Reputation: 1126
Using the below code, I am able to fetch "soup" without an issue. My goal is to ultimately fetch the title within the soup object, but I'm having trouble figuring out how to do it. In addition to below, I've also tried various iterations of soup['results'], soup.results, soup.get_text().results .. etc and not sure how to get to it. I can, of course, do soup.get_text() ... (some kind of search function for the string "title," but feel like there has to be a built-in method for this.
55)get_title()
54 ipdb.set_trace()
---> 55 title = soup.html.head.title.string
56 title = re.sub(r'[^\x00-\x7F]+',' ', title)
ipdb> type(soup)
<class 'bs4.BeautifulSoup'>
ipdb> soup.title
ipdb> print soup.title
None
ipdb> soup
{"status":"OK","copyright":"Copyright (c) 2018 The New York Times Company. All Rights Reserved.","section":"home","last_updated":"2018-01-07T06:19:00-05:00","num_results":42,"results":[{"section":"Briefing","subsection":"",**"title":"Trump, Palestinians, Golden Globes: Your Weekend Briefing"**, ....
Code
from __future__ import division
import regex as re
import string
import urllib2
from bs4 import BeautifulSoup
from cookielib import CookieJar
import ipdb
PARSER_TYPE = 'html.parser'
def get_title(url):
cj = CookieJar()
opener = urllib2.build_opener(urllib2.HTTPCookieProcessor(cj))
p = opener.open(url)
soup = BeautifulSoup(p.read(), PARSER_TYPE) # This loads fine
ipdb.set_trace()
title = soup.html.head.title.string # This is sad
title = re.sub(r'[^\x00-\x7F]+',' ', title)
return title
Upvotes: 1
Views: 95
Reputation: 87134
Take a look at what p.read()
returns. You will find that it is not HTML, it is a JSON string. You can't use a HTML parser to successfully parse JSON, however, you can use a JSON parser such as the one provided in the json
package.
import json
p = opener.open(url)
response = json.loads(p.read())
Following this response
will reference a dictionary. You can then use dictionary access methods to extract a particular piece of data:
title = response['results'][0]['title']
Note here that response['results']
is itself a list
so you need to get the first element of that list (at least for the example that you've shown). response['results'][0]

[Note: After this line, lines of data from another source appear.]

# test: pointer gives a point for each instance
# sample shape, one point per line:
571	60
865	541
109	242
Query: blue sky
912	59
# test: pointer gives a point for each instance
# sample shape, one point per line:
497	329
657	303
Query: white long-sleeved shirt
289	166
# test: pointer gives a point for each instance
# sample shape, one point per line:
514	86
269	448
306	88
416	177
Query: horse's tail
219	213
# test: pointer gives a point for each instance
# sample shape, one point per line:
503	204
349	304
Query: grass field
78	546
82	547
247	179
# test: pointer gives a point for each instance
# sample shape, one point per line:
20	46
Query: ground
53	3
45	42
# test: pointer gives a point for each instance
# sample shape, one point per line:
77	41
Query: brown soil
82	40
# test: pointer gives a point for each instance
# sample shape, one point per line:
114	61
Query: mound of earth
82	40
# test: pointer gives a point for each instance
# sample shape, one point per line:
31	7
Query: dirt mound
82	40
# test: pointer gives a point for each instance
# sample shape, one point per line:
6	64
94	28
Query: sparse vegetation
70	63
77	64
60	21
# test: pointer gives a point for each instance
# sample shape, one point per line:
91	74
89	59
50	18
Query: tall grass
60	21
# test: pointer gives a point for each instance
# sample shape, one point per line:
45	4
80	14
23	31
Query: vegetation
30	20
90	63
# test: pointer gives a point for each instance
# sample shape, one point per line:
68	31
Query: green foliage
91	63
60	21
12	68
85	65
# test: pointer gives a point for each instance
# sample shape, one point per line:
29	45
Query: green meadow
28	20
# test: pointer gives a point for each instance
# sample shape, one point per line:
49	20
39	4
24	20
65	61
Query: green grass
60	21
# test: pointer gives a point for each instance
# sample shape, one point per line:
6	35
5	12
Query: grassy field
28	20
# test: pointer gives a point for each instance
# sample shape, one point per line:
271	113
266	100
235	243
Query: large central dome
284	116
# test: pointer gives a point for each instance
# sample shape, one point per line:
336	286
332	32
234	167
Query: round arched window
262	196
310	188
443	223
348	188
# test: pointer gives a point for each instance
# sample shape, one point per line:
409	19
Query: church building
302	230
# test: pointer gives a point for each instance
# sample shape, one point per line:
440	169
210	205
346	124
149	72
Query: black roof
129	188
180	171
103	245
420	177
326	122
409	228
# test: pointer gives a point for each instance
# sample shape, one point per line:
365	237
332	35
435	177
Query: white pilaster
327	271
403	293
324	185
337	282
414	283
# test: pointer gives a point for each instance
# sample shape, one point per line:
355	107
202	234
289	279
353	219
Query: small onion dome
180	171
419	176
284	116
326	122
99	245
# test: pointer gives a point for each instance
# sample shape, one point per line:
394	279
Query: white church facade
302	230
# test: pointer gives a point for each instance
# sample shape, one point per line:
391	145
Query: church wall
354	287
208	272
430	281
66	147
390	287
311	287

then gives a second nested dictionary that contains the data that you want. Look that up with the title
key.
Since the results are contained in a list you might need to iterate over that list to process each result:
for result in response['results']:
print(result['title'])
If some results do not have title keys you can use dict.get()
to perform the lookup without raising an exception:
for result in response['results']:
print(result.get('title'))
Upvotes: 2